Animating society: a little imagination makes room for urban wildlife and retired livestock

A dog and a deer filled the local press this week -- they were acting like a couple of animals.

So: that's that news. It started another spate of quotes from politicians darkly muttering about a deer "cull" because "people" have asked for one -- yet the people who have done so amount to a tiny percentage of those living in the CRD.

It is time to think outside the box on this, or maybe to think like the British do in the New Forest. There they have 200 square miles set aside for wild ponies, who munch and crunch their way around the houses and roads that also criss-cross the 200 acres of woods, pasture and villages. The people co-exist with the animals, and the tourists and campers are drawn to them as a feature. Ten "verderers" with a staff of "agisters" monitor the animals and the landscape, and it is hard to see why we could not do the same with our deer, rabbit, squirrel and raccoon populations in the CRD. They even include free range pigs in the New Forest, who are allotted time every fall for "pannaging" - foraging for acorns which are not good for the wild ponies (and which are only slightly used up by the squirrels and blue jays).

What is required is that some land is left for trees and grassland in the first place. We could secure that for our deer, and verderers to guide them into the right areas. The benefit is for humanity as well: deer or no deer we also need nature in our surroundings, for mental health, outdoor exercise space, aesthetic pleasure, and for the carbon-sinking, shading effects of treescapes. Trees and woodland creatures go together, and a city is only enhanced by leaving generous space for both. It's being done elsewhere - this is not an impossible dream.

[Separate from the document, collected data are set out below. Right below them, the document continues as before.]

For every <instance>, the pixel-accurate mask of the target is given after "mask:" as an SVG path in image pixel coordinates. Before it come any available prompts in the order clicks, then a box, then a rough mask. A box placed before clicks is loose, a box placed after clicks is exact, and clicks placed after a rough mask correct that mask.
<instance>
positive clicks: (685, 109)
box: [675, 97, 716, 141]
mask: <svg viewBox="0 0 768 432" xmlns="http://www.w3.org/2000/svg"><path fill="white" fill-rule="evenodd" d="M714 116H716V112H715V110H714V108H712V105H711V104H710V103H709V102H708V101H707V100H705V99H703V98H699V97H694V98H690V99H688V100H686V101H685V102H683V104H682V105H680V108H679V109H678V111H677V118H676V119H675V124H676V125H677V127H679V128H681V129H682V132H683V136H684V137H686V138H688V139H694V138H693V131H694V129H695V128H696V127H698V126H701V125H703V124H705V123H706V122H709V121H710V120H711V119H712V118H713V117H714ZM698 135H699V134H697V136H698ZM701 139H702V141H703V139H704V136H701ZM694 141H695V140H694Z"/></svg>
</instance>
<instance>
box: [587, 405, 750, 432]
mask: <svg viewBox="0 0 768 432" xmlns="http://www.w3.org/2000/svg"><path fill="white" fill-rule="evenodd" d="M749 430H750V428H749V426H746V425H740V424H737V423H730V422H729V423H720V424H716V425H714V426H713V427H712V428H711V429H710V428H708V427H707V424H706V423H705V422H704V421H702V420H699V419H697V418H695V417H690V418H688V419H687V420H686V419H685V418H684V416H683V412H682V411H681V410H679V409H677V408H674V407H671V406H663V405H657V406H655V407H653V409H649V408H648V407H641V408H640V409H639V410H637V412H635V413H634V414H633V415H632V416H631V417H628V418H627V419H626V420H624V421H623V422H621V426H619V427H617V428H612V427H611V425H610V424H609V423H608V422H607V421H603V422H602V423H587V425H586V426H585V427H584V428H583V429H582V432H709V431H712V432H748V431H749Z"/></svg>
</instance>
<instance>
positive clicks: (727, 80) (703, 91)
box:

Since people are willing to erect high fences to keep deer out of their gardens, maybe others are willing to use fencing to keep them in (augmenting the park space we should assign for them). Adopt a deer family? Better than being complicit in the suffering accompanying their slaughter by traps and lethal bolts. And when it comes to adopting, why stop at deer?

As of January 1, 2012, England has gone battery cage-free in the poultry business, and the British Hen Welfare Trust re-homes retired laying hens, who would normally be slaughtered while still young. We too need to house retired farm animals (have we not just seen the atrocious situation of the old gelding starved for a year and then hanged on a farm in Saanich?); could we not be a little more imaginative in our space-sharing with the animals around us?

In the same way we have a garbage dump and a common water source, a municipality should have a retired-working-animal facility, as a normal part of being civilized. Politicians are led by the people by whom they want to be re-elected, so it is up to us to come up with the solutions to both animal issues and the problem of dwindling greenspace.